Peikert, Aaron and Brandmaier, Andreas M.

Center for Lifespan Psychology, Max Planck Institute for Human Development, Berlin,Germany

Background

The rules of “good scientific practice” mandate that a research artefact is reproducible. Reproducibility is ensured if the same results can be obtained with the same data from the same analysis. Big data applications are threatened by non-reproducibility because data often come from multiple sources, are large and messy, and preprocessing may rely on various software packages. Then, it becomes increasingly difficult to track and document all steps of an analysis pipeline and guarantee their reproducibility.

Objectives

Big data are typically characterised by volume, variety, and velocity. Increased volume implies the need for distributed computing. Variety of data sources requires us to pay close attention to how data objects flow through our analysis. Velocity demands from our results to be updated dynamically. Reproduction in times of big data can hence no longer be a manual task for human researchers but must be supported by computer tools. Four concepts are necessary to meet these demands:

Software management allows for distributed computing,
dependency tracking coordinates the data flow,
dynamic document creation keeps the results consistent and up-to-date, and
version control to track changes over time

Approach

Increasing the degree of automation is crucial to ensure reproducibility in big data applications. We propose to adapt and apply tools in research contexts that were originally meant for software development:

Software management with Docker ensures a stable software environment across changing computing environments—even across thousands of nodes in distributed environments,
dependency tracking with Make documents and automates complex processing pipelines,
dynamic document creation with RMarkdown helps to recreate manuscripts describing results, and
version control with Git tracks snapshots of the analysis workflow over time.

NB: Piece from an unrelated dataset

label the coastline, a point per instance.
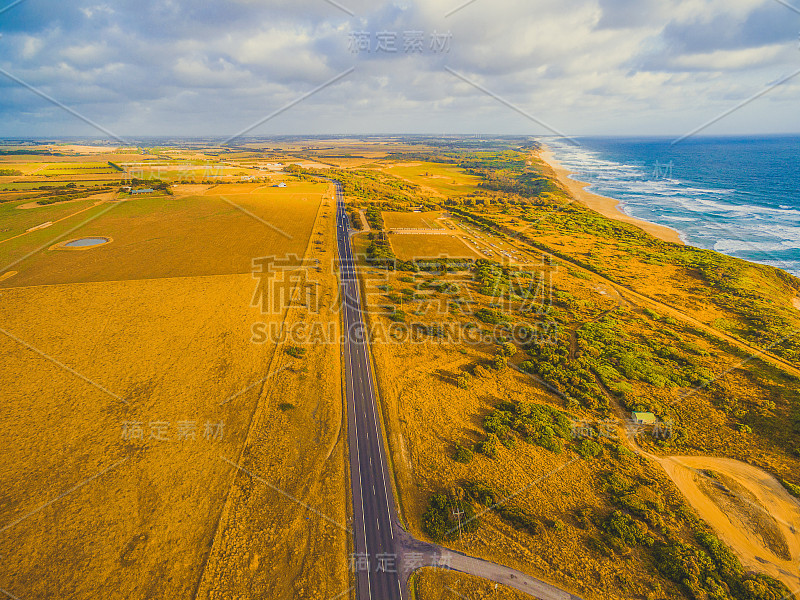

While these tools have proven to be effective, their origin in software engineering requires a steep learning curve for researchers, who are typically not trained in using them. We believe a layer of abstraction may ease access to these tools and their merits for reproducibility. The R package repro wraps everyday tasks into composable building blocks. repro makes it easier to follow best practices by automatically configuring the needed tools.

Implications

To meet the demands of reproducibility in big data, the research community must move to a structured and automated approach. This will require researchers to adopt new tools and workflows. This investment upfront will pay for itself through more robust analyses that scale better, are well structured, and allow future users to recreate past results. Last, following the proposed best practices of reproducibility has benefits for collaboration of multiple authors on a single analysis.